MM : La question de l’absentisation vous apparaît comme ce qui rapproche le psychanalyste de l’écrivain, et singulièrement avec Monsieur Teste, personnage fictif de Paul Valéry, en qui vous reconnaissez « l’étrangeté du psychanalyste, qui comme l’écrivain se sépare, le temps de la séance, de la vie – qui a toujours l’air un peu ailleurs, et qui n’entend pas les choses qu’on dit comme on a voulu les dire ». De fait, le personnage de Monsieur Teste occupe une place particulière dans la genèse de ce livre…
MG : Pour plusieurs raisons, j’ai mis du temps à aller vers Valery, à le lire. Quand j’ai découvert Monsieur Teste j’ai trouvé une force surréaliste que je ne pensais pas trouver chez Valery. Sans répéter ce que j’écris dans le livre, Teste a posé pour moi la figure et le concept en même temps, la possibilité d’écrire à la fois un fantasme (celui du personnage de l’écrivain, du penseur plus exactement) et le mécanisme de la pensée elle-même. C’était assez vertigineux.
Par ailleurs, c’est un des plus anciens textes du livre, en effet. Un des premiers que j’ai écrit en pensant à la sublimation et au sentiment d’exception.
Teste, lui, est monstrueux.
MM : Le psychanalyste et l’écrivain ont sans doute également en partage le mystère de leur vocation…
MG : Dans le meilleur des cas, on arrive à faire un métier de ce qui nous anime et qu’on ignore…
MM : Même si, écrivez-vous, « la psychanalyse opposera toujours aux destins exceptionnels et à la vie d’artiste la banalité de la vie ». Sur ce point, comment articuler la pratique de l’analyse en séance, et une certaine créativité de l’analyste, celle à laquelle il recourt pour construire, un cas ou un concept ?
MG : La créativité de l’analyste a lieu avant tout, je crois, pendant la séance. C’est là que l’analyste est le plus créatif. Écrire en analyse c’est autre chose, une élaboration secondaire, issue de la première expérience. Les deux sont des étapes créatives, mais je crois qu’il est plus difficile d’être créatif, comme analyste, quand on écrit. Moi je n’y arrive qu’en devenant un peu écrivain ; ou quelqu’un qui se poserait simplement des questions sur le fonctionnement des êtres humains. Si je n’adresse pas ces questions dans une certaine langue, dans un transfert donc, quel qu’il soit, le désir ne passe pas, les questions tombent à plat. Ou alors j’ai l’impression de répéter, ou qu’on se répète.

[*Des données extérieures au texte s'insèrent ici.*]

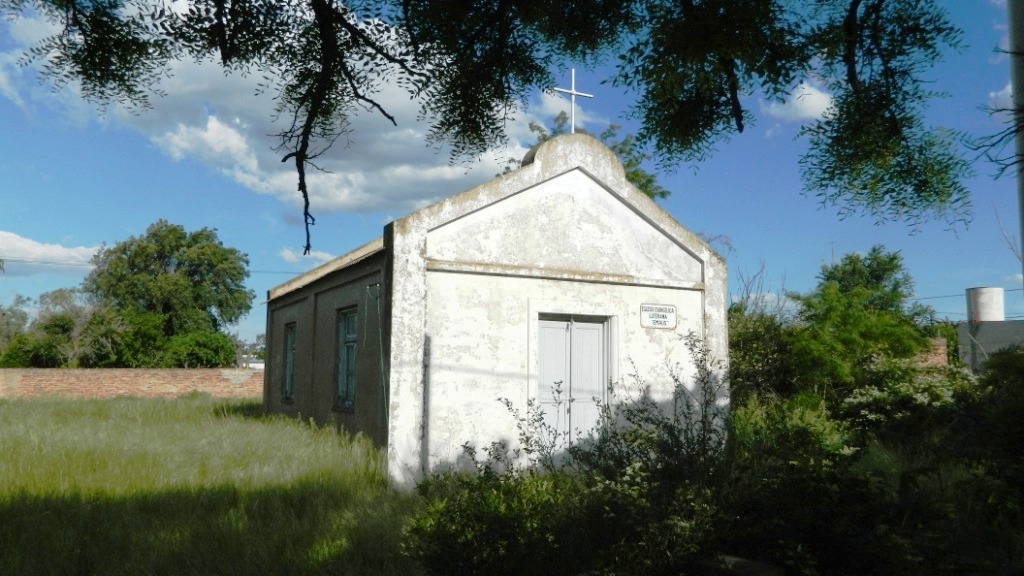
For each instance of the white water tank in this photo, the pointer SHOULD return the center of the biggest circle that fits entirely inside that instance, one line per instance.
(984, 304)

MM : On aimerait vous questionner sur la dimension technique, comment travailler avec les artistes qui se risquent à l’analyse ?
MG : Il n’y a pas de bonne façon de faire, puisque chaque analyste travaillera avec un artiste à partir de sa propre histoire infantile avec la pratique artistique (en tout cas au départ) ; moi j’ai décidé sans m’en apercevoir que je ne touchais pas au travail en cours ; c’est-à-dire que je ne dis rien, ou presque, de ce que le patient me dit de son travail artistique ou littéraire du moment. Je tiens les ingrédients du chaudron créatif à l’écart ; dans la séance, mais à l’écart de l’interprétation. Je n’y touche pas. Je les remobilise plus tard, après coup, après qu’ils aient servi à l’auteur lui-même. Ils restent non analysés, ou parfois seulement par fragments.
MM : Pour finir, j’aimerais inviter les lecteurs à poursuivre le cheminement sur ces questions à vos côtés, à travers l’article que vous consacrez au film de Justine Triet, Sybil, l’histoire d’une psychanalyste et écrivain, séduite par une histoire d’actrice…
MG : Oui, j’ai beaucoup aimé ce film, et écrire dessus. Il pointe, par la fiction et un scénario très bien tenu, l’histoire d’une relation entre le cinéma et la psychanalyse à travers le transfert. Ce pourrait être une suite à la question de la sublimation, en tout cas son revers, son ressort en même temps si complexe : la séduction.